The village was established in 980 as the legendary city-castle Bilhorod Kyivskyi, located in Kyivan Rus'. It was located on the right bank of Irpin River and was mentioned in chronicles.

In 1909–1910 excavations on the site of the old fortress were performed by Vikentiy Khvoyka, who discovered a defensive wall made of brick and three stories of clay-filled wooden structures. The remains of fortifications were later studied by Natalia Polonska-Vasylenko.
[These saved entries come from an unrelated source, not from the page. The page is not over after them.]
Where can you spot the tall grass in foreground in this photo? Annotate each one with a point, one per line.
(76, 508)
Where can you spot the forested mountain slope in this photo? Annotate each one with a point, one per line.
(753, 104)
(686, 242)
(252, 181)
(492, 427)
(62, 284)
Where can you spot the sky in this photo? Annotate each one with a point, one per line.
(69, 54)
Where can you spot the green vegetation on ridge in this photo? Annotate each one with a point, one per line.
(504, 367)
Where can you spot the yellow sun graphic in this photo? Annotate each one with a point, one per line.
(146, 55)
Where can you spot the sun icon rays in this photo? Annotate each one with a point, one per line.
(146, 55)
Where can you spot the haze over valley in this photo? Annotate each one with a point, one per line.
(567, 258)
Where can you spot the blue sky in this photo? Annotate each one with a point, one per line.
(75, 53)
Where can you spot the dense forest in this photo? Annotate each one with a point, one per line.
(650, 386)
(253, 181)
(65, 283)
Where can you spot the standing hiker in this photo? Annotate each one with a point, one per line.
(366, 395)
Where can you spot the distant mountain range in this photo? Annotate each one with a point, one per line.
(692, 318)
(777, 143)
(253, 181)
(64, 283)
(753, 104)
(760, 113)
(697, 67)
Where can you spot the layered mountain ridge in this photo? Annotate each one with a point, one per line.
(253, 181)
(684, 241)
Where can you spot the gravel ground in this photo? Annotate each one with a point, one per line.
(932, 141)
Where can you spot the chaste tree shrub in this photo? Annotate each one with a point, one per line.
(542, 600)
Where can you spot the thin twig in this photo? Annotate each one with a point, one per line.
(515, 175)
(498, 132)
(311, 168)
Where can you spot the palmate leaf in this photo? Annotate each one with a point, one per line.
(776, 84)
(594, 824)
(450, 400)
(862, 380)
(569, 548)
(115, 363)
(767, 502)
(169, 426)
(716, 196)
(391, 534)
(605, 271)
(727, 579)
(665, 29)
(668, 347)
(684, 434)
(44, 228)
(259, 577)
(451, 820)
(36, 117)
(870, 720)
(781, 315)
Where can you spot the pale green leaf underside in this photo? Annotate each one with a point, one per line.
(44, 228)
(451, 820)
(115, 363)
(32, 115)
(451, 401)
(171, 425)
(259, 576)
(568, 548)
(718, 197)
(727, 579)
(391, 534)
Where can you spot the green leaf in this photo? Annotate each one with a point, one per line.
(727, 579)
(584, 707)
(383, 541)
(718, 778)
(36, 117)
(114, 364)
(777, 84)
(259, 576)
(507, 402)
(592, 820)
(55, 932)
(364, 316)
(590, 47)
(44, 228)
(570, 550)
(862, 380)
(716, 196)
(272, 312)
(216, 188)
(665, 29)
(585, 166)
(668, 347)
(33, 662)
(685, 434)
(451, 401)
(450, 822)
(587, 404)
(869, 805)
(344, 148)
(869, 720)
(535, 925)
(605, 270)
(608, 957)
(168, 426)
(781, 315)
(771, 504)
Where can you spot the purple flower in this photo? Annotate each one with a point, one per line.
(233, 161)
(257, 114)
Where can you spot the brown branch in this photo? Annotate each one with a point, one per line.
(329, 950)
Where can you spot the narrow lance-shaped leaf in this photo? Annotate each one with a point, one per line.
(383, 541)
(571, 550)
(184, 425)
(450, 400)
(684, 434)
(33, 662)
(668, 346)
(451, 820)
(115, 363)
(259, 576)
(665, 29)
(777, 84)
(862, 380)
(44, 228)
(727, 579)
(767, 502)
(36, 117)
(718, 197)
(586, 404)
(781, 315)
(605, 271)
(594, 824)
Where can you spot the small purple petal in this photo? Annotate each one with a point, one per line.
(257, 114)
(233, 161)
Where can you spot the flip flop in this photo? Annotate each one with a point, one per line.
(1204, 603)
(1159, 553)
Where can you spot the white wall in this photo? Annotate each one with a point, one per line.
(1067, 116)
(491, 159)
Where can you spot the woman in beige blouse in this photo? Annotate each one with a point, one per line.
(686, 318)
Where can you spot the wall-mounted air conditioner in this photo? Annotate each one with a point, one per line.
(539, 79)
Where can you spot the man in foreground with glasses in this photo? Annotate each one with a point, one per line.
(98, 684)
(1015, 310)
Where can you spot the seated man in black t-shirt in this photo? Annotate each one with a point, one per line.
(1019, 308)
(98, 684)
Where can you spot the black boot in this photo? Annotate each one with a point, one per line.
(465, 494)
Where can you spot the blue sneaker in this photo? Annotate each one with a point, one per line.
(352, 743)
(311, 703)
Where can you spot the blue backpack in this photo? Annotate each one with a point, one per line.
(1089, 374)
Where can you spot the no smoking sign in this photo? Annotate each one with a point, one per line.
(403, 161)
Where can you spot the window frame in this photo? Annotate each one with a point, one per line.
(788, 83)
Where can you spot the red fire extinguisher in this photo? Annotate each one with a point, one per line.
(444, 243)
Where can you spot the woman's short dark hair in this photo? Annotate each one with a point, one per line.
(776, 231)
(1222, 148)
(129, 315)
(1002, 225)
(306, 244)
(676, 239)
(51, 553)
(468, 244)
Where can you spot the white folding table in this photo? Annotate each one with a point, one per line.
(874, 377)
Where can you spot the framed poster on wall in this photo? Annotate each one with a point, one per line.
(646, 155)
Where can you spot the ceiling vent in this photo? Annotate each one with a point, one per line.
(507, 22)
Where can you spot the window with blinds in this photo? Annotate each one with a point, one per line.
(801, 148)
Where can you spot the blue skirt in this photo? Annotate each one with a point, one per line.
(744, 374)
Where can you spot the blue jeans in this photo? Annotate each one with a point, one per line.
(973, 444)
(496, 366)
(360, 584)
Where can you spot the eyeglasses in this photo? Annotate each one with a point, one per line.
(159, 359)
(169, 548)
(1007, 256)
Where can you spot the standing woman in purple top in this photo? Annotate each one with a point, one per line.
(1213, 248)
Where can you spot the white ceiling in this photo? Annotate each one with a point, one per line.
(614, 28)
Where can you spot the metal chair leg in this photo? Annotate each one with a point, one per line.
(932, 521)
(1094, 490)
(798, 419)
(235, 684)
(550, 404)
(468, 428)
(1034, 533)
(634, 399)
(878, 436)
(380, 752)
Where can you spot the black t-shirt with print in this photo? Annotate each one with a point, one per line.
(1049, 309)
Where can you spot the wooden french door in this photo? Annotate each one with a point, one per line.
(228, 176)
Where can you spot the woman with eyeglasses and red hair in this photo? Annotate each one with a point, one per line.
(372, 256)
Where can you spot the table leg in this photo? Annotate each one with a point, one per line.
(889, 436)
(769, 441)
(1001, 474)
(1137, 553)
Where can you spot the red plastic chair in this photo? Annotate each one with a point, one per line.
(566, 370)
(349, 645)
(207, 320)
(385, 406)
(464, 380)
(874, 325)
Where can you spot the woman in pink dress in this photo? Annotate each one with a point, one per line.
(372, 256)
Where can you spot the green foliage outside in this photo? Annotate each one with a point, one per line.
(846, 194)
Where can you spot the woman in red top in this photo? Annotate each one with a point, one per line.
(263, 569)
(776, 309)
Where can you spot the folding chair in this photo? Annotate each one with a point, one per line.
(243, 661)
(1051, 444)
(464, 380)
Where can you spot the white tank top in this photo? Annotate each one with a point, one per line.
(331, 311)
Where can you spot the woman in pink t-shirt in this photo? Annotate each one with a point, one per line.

In February 1918, following the evacuation of Kyiv by the Central Rada, the Separate Zaporozhian Detachment of the Ukrainian People's Army was established in the village of Hnativka. On 29 August 1919 the area became the site of a battle, during which the 6th (Rava) Brigade of the Ukrainian Galician Army defeated Bolshevik troops.

Until 18 July 2020, Bilohorodka belonged to Kyiv-Sviatoshyn Raion. The raion was abolished that day as part of the administrative reform of Ukraine, which reduced the number of raions of Kyiv Oblast to seven. The area of Kyiv-Sviatoshyn Raion was split between Bucha, Fastiv, and Obukhiv raions, with Bilohorodka being transferred to Bucha Raion.

== Geography ==
The village lies at an altitude of 152 metres and covers an area of 55 km^{²}. It has a population of about 12000 people (2022).